The purpose and structure of those organizations was never clear to members of MULDA, although Ali said it was for “fundraising purposes,” according to the lawsuit.

Ali added four more drivers to MULDA’s five-member board of directors in December 2023. Those are the four who are now suing MULDA: Mohamed Bulle, Mustafa Abdile, Ahmed Mohamed and Dawit Kassa.

They say in their lawsuit that Ali said he kicked them off the board in June and then denied their requests last month for financial documents, bylaws and other records, saying they weren’t board members. The two dues-paying members — Badel and Ahmed Igale — say in the lawsuit Ali denied their requests by telling them MULDA doesn’t have members.

Bulle, Abdile, Mohamed and Kassa protested their removal from the board, telling Ali it wasn’t valid because they weren’t given enough notice ahead of a meeting, provided an explanation for their removal or voted out by a two-thirds majority as required by the bylaws, according to the lawsuit.

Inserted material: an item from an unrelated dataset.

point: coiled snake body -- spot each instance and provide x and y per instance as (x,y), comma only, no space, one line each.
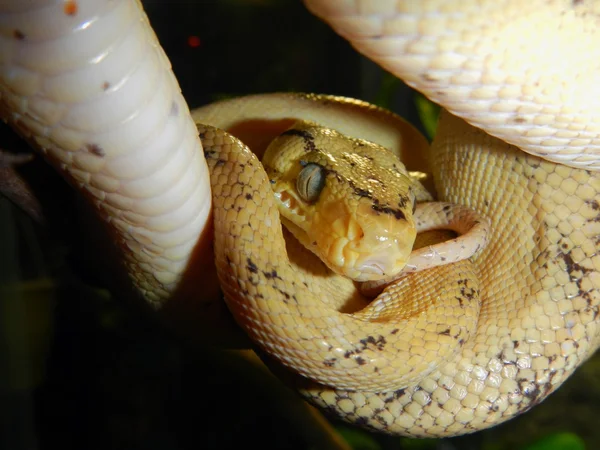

Ali responded by arguing the four were never valid board members to begin with, according to the complaint. On Aug. 27, the four board members were informed of a MULDA meeting on Sept. 4, when the board would vote on a motion for the four to be “proactively removed as directors … whether or not they are found to have been elected as a matter of law or otherwise.”

The attorneys for the six drivers asked a judge for a temporary injunction ahead of the meeting, but the first hearing for the case was scheduled for later this month.